Posts Tagged Glasgow coma scale

[ARTICLE] Traumatic Brain Injury Severity, Neuropathophysiology, and Clinical Outcome: Insights from Multimodal Neuroimaging – Full Text

Background: The relationship between the acute clinical presentation of patients with traumatic brain injury (TBI), long-term changes in brain structure prompted by injury and chronic functional outcome is insufficiently understood. In this preliminary study, we investigate how acute Glasgow coma score (GCS) and epileptic seizure occurrence after TBIs are statistically related to functional outcome (as quantified using the Glasgow Outcome Score) and to the extent of cortical thinning observed 6 months after the traumatic event.

Methods: Using multivariate linear regression, the extent to which the acute GCS and epileptic seizure occurrence (predictor variables) correlate with structural brain changes (relative cortical atrophy) was examined in a group of 33 TBI patients. The statistical significance of the correlation between relative cortical atrophy and the Glasgow Outcome Score was also investigated.

Results: A statistically significant correlative relationship between cortical thinning and the predictor variables (acute GCS and seizure occurrence) was identified in the study sample. Regions where the statistical model was found to have highest statistical reliability in predicting both gray matter atrophy and neurological outcome include the frontopolar, middle frontal, postcentral, paracentral, middle temporal, angular, and lingual gyri. In addition, relative atrophy and GOS were also found to be significantly correlated over large portions of the cortex.

Conclusion: This study contributes to our understanding of the relationship between clinical descriptors of acute TBI, the extent of injury-related chronic brain changes and neurological outcome. This is partly because the brain areas where cortical thinning was found to be correlated with GCS and with seizure occurrence are implicated in executive control, sensory function, motor acuity, memory, and language, all of which may be affected by TBI. Thus, our quantification suggests the existence of a statistical relationship between acute clinical presentation, on the one hand, and structural/functional brain features which are particularly susceptible to post-injury degradation, on the other hand.

Introduction

Long-term clinical outcome after traumatic brain injury (TBI) is predicated upon a large variety of often poorly understood factors which substantially complicate the task of identifying the relationship between acute clinical variables and chronic functional deficits.

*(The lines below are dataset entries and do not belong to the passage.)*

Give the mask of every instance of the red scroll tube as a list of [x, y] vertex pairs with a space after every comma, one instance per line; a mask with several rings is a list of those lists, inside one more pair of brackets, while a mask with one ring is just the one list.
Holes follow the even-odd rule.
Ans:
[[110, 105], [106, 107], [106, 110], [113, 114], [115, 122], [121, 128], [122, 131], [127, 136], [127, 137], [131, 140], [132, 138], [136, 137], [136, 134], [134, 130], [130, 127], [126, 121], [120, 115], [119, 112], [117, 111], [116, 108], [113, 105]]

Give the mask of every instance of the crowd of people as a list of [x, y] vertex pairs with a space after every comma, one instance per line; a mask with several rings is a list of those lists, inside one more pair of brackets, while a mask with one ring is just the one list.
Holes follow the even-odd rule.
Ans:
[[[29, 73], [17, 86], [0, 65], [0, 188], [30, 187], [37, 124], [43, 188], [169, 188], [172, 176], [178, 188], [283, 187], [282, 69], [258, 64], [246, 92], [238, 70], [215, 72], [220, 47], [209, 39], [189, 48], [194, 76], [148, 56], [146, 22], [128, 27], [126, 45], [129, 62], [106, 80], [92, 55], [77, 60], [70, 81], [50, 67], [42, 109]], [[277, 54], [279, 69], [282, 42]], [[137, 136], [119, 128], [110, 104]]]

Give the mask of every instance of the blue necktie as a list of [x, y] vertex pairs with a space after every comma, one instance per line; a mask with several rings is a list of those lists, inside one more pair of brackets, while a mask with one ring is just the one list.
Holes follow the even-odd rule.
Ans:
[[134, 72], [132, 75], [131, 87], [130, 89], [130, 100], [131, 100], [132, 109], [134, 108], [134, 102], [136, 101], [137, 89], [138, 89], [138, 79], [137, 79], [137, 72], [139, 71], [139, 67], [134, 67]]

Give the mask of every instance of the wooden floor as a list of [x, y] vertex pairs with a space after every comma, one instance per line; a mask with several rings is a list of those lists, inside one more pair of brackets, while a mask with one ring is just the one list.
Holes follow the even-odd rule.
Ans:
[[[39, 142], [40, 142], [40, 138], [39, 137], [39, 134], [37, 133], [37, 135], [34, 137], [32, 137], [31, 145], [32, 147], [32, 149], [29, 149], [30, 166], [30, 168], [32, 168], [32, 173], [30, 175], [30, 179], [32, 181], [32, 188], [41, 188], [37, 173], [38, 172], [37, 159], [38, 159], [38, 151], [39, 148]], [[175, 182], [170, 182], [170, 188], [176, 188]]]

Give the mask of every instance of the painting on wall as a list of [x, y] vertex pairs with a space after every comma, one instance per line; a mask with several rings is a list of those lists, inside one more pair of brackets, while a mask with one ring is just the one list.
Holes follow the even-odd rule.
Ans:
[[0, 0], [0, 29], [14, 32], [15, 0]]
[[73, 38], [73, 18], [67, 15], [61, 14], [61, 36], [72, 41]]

Nevertheless, understanding how post-TBI cortical atrophy patterns reflect acute-stage patient presentation may help to identify cortical areas that are likely to undergo substantial atrophy, and implicitly to isolate aspects of cognitive, affective and neural function which are at highest risk for long-term degradation.

Attempts to relate TBI-related changes in brain structure to clinical variables often involve structural brain variables provided by neuroimaging methodologies, such as magnetic resonance imaging (MRI) and diffusion tensor imaging (DTI) (13). In previous studies, quantitative metrics provided by acute neuroimaging of TBI patients have been used to describe the relationship between acute injury profiles and chronic dysfunction (47). By contrast, hardly any non-neuroimaging clinical variables have been identified which can be used to elucidate the pattern of structural brain changes after TBI. Nevertheless, the ability to incorporate such non-neuroimaging clinical descriptors into outcome forecasting models is important because many such descriptors—including the Glasgow Coma Score (GCS)—are recorded routinely by clinicians and relied upon during the treatment decision-making process.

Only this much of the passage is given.